Compiègne - Orléans (Division 2, 2e journée)

Compiègne cale à domicile

Ça sentait bon la rentrée à Compiègne. Après une première victoire à Wasquehal il y a deux semaines (3-7) pour leur retour en Division 2 et une qualification en Coupe de France face à Champigny à domicile (7-6), les Lions n'avaient pour autre objectif que de continuer sur leur lancée pour leur premier match de championnat à domicile. Invaincus aux Mercières depuis le 29 janvier, les Jaunes avancent confiants sur la glace, sûrs de leurs forces.

Il faut dire que l'adversaire du soir semble à la portée de Compiègne. Malmenés chez eux par Toulon (2-8), les Orléanais arrivent en terre picarde avec un capital confiance au plus bas. Les hommes de Jérôme Pourtanel espérant au mieux résister à la force de frappe des Lions.

IMG 36202Les Jaunes annoncent la couleur

Au coup d'envoi, les deux équipes présentent un effectif complet, Compiègne ayant récupéré son défenseur Texeira Leite. Rapidement les hommes de David Dostal prennent le contrôle du palet et assiègent la cage du gardien orléanais Chand Smith. Ondrej Prokop se teste une première fois avant que Jonathan Boucher ne trouve la transversale (2'21''). Orléans s'en sort bien mais Tomas Tomasik doit concéder une première faute et les Lions font le forcing. Le danger vient une fois de plus d'Ondrej Prokop qui vient par deux fois buter sur Chand Smith. Puis Alexis Nicolay voit son tir passer juste à côté (4'40''). Orléans a su contenir les assauts picards avec beaucoup de maîtrise en infériorité numérique.

Cependant les Renards ne s'approchent que trop rarement du but gardé par un Richard Caladi bien tranquille jusque là. Pire encore, face à la pression constante des Picards, les Orléanais sont contraints de commettre des fautes. Ainsi, Alexandre Paul doit laisser ses coéquipiers pour cinglage. Mais là encore les Lions manquent cruellement d'efficacité dans le dernier geste. Et quand ils parviennent à cadrer, Chand Smith répond présent, à l'image de ce bel arrêt sur un slap de Christopher Texeira Leite (9'16'').

Dominateur jusque là, Compiègne se complique la tâche tout seul en concédant coup sur coup deux pénalités. Avec une double supériorité, Orléans se créé sa véritable première possession et fait tourner le palet devant le but picard. Mais Richard Caladi veille au grain et empêche les Renards d'ouvrir le score en écartant magistralement un palet qui traîné par là (11'48''). De nouveau au complet, les Lions insistent pour faire sauter le verrou orléanais. Mais, symbole de l'inefficacité picarde, Anthony Panto perd son face-à-face avec Chand Smith.

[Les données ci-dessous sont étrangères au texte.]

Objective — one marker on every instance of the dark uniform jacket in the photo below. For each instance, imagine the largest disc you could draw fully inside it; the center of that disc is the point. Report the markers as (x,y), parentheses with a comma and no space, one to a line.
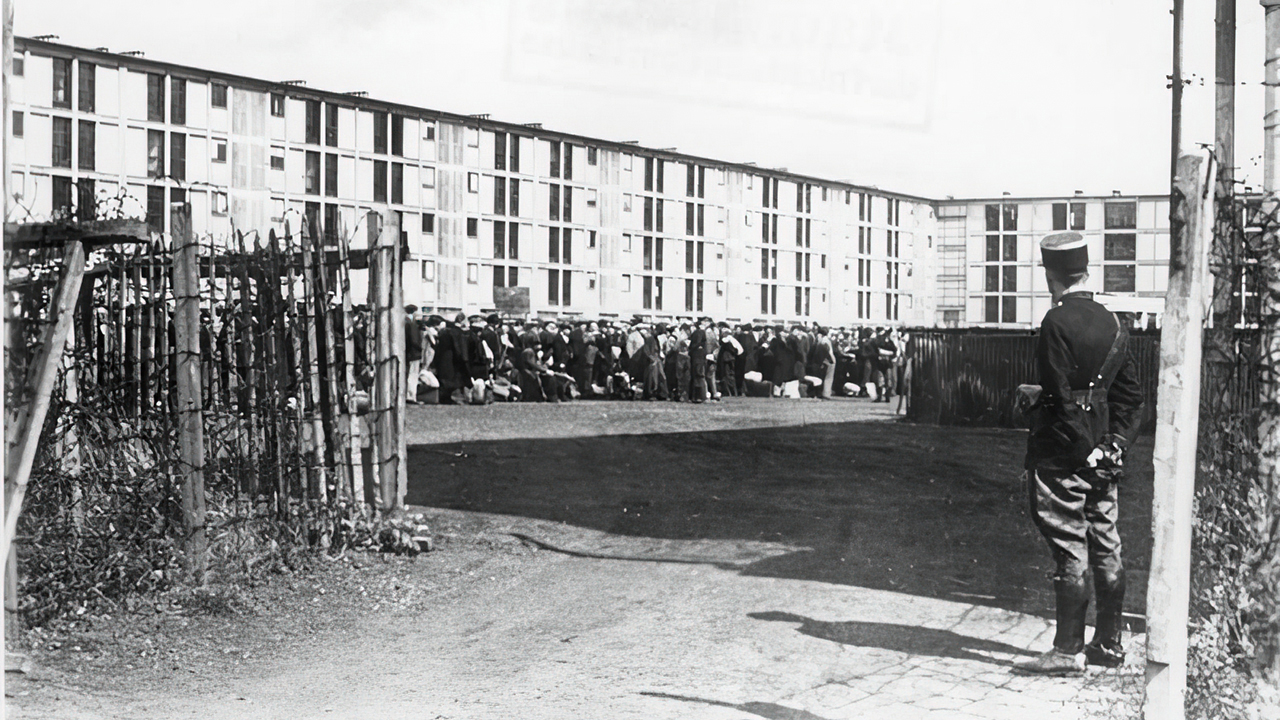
(1078,409)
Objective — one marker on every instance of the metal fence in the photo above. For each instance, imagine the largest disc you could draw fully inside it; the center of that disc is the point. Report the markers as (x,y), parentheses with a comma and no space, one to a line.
(242,363)
(969,377)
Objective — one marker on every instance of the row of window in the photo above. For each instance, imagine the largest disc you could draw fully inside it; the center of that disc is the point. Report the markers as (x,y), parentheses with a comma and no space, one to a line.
(1066,215)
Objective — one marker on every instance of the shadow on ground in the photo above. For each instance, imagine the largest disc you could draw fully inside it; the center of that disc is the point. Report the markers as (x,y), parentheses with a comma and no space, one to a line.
(910,639)
(914,509)
(768,710)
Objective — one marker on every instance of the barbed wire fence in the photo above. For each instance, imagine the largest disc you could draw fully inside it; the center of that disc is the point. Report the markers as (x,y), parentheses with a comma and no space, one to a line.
(295,379)
(1235,578)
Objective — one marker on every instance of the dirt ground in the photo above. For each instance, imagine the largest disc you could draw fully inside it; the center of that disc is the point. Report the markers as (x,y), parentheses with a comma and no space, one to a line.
(631,560)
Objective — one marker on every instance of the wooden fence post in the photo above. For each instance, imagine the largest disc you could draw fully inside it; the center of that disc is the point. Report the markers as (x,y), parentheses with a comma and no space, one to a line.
(191,401)
(388,361)
(1176,428)
(39,386)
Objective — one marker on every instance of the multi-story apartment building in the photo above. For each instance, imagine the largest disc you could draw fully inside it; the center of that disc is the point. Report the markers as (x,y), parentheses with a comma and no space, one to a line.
(988,261)
(592,227)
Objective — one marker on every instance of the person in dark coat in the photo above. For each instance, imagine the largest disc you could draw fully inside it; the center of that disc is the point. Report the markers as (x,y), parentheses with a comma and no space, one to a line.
(822,363)
(1087,414)
(412,352)
(698,360)
(451,360)
(748,360)
(654,373)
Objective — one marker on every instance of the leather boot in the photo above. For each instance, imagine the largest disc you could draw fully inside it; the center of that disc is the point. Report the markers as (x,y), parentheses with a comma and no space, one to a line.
(1073,602)
(1106,648)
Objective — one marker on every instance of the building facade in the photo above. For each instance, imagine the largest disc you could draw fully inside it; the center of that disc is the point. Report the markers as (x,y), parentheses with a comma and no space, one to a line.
(592,227)
(988,259)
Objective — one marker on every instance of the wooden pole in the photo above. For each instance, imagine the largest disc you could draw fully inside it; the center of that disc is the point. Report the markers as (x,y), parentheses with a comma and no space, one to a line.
(389,393)
(1267,655)
(30,419)
(1175,135)
(401,363)
(191,401)
(1176,427)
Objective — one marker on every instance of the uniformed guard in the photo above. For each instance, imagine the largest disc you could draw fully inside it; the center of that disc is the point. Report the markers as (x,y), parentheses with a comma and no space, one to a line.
(1087,413)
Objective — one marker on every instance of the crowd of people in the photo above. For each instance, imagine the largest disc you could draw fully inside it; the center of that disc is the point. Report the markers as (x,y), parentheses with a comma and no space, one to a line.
(485,359)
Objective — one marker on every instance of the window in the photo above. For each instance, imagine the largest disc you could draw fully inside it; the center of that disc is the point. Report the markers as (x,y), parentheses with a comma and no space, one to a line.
(330,174)
(155,98)
(62,151)
(1120,215)
(63,87)
(553,286)
(330,222)
(87,95)
(178,100)
(86,150)
(62,199)
(311,122)
(86,200)
(1069,215)
(991,309)
(178,156)
(380,132)
(155,208)
(397,136)
(1119,246)
(330,124)
(312,174)
(379,181)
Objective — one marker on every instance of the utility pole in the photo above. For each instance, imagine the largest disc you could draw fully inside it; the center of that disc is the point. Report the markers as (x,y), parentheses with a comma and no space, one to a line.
(1176,85)
(1267,659)
(1176,427)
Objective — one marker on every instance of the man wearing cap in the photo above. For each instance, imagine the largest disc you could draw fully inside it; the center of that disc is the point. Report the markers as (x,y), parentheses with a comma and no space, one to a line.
(412,352)
(1087,414)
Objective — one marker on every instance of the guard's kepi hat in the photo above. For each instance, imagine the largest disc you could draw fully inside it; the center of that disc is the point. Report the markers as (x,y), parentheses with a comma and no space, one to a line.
(1065,251)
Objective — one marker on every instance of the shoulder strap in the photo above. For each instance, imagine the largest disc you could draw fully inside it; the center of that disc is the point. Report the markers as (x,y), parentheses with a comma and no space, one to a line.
(1111,365)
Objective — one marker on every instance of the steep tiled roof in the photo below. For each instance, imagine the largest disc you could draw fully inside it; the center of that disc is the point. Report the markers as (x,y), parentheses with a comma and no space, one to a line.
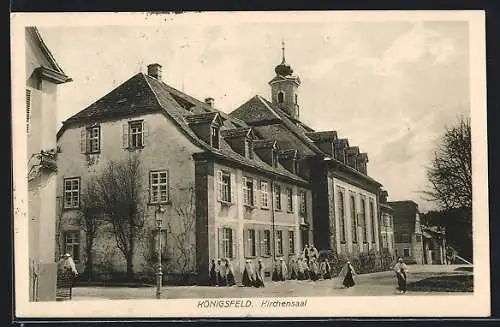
(143,94)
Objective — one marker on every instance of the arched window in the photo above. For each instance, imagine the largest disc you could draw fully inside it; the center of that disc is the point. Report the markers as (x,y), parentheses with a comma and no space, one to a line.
(281,97)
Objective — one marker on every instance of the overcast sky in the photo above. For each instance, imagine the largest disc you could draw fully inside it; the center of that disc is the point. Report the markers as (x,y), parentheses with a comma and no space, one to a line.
(389,87)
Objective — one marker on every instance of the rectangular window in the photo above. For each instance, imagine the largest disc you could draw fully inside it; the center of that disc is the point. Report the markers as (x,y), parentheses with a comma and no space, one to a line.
(291,241)
(215,137)
(363,218)
(264,194)
(289,196)
(342,216)
(354,220)
(279,242)
(94,139)
(72,245)
(248,191)
(372,220)
(71,193)
(252,251)
(158,186)
(267,242)
(224,186)
(277,197)
(303,204)
(28,110)
(227,242)
(136,134)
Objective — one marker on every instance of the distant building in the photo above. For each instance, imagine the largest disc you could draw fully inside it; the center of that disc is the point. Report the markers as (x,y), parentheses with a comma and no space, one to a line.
(43,75)
(227,191)
(434,242)
(345,198)
(407,231)
(386,225)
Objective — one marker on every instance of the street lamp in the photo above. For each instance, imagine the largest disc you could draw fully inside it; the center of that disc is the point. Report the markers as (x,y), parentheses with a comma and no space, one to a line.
(159,274)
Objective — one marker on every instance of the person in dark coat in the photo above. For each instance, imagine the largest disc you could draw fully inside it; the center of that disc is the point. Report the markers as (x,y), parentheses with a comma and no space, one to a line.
(293,269)
(229,273)
(401,270)
(259,275)
(212,279)
(346,274)
(248,275)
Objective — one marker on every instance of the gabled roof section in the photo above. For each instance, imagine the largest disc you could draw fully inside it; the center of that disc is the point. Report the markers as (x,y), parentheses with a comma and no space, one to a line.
(54,66)
(206,118)
(322,136)
(238,132)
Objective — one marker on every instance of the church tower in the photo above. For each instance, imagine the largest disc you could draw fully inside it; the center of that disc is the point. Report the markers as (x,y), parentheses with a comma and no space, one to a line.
(284,87)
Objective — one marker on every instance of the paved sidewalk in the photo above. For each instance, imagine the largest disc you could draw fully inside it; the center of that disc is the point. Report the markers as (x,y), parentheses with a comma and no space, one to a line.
(375,284)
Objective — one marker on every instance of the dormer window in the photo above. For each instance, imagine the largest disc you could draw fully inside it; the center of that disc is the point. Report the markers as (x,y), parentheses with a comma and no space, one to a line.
(248,149)
(215,137)
(281,97)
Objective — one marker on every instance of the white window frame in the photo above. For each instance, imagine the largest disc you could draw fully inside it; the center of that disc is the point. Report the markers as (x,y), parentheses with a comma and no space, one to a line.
(135,134)
(248,190)
(73,193)
(224,187)
(264,194)
(158,186)
(227,242)
(94,141)
(72,243)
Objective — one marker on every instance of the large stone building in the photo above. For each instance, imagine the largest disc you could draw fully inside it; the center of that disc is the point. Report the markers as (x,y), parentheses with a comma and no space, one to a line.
(43,75)
(227,191)
(345,198)
(407,231)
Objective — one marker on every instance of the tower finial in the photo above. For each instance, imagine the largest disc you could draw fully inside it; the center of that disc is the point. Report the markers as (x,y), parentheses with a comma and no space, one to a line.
(283,49)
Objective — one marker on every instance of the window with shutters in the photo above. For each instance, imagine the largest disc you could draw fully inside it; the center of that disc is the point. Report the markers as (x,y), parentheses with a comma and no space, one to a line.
(341,206)
(224,186)
(291,241)
(303,204)
(215,136)
(277,197)
(158,186)
(266,242)
(362,216)
(71,193)
(28,110)
(72,245)
(264,194)
(93,142)
(248,191)
(372,219)
(227,243)
(251,243)
(289,199)
(136,134)
(354,220)
(279,242)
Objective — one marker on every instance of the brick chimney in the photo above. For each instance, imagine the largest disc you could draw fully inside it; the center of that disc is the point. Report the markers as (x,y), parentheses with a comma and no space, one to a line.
(210,101)
(154,70)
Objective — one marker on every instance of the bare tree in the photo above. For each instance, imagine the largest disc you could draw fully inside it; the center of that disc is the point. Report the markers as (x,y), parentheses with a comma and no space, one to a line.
(120,190)
(450,173)
(90,218)
(180,232)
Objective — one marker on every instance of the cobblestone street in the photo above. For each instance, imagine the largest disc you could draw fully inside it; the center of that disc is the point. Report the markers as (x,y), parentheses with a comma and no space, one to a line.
(379,284)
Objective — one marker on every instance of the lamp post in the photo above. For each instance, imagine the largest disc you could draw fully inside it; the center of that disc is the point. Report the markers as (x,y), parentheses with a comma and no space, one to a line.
(159,274)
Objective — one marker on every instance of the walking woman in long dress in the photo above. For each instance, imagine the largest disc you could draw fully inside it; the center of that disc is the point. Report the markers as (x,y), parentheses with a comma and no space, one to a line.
(401,270)
(259,275)
(346,274)
(248,275)
(229,273)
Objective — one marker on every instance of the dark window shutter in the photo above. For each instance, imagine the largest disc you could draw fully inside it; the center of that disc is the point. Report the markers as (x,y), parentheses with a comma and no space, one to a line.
(83,140)
(125,135)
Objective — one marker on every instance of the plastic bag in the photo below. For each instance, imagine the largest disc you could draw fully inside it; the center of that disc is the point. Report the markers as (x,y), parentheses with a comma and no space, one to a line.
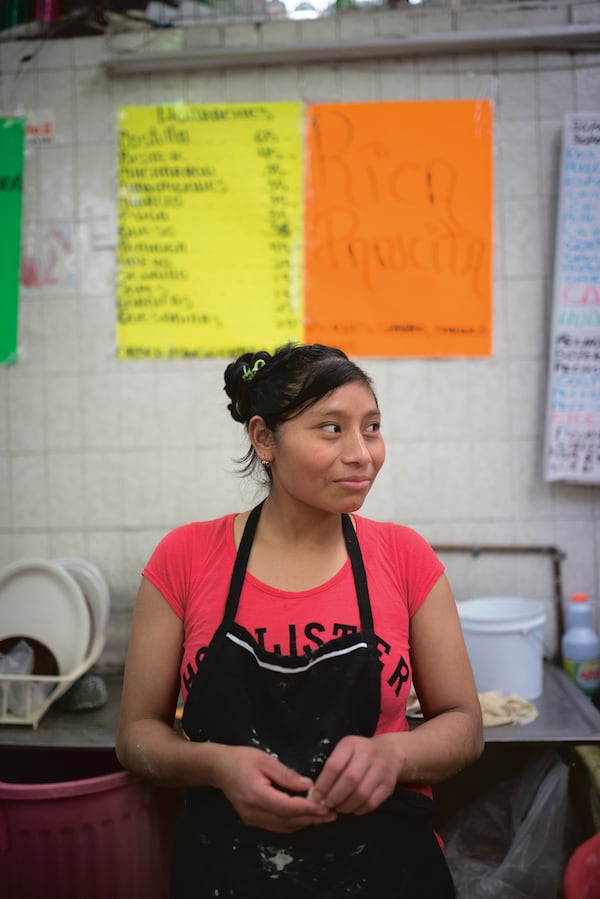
(21,697)
(19,660)
(510,843)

Inférieur techniquement, Orléans compense par un gros impact physique. Les joueurs de Jérôme Pourtanel sont alors rattrapés par la patrouille et se retrouvent en double infériorité. Les Lions placent tranquillement leurs pions devant le but, mais étrangement personne n'ose prendre la responsabilité de frapper. Le chrono tourne et les Renards reviennent au complet sur la glace sans que Compiègne ait réussi à placer une frappe dangereuse.

En fin de tiers-temps, le match s'équilibre. Sur une contre-attaque, Michal Plichta manque son face-à-face (18'15''). Puis c'est au tour de l'Orléanais Michel Tomasik de trouver la jambière de Richard Caladi (19'), imité quelques instants plus tard par Andry Buntic qui s'infiltre et vient buter sur le gardien compiégnois. Compiègne a globalement dominé ce premier acte, même si au fil des minutes, Orléans a haussé son niveau de jeu.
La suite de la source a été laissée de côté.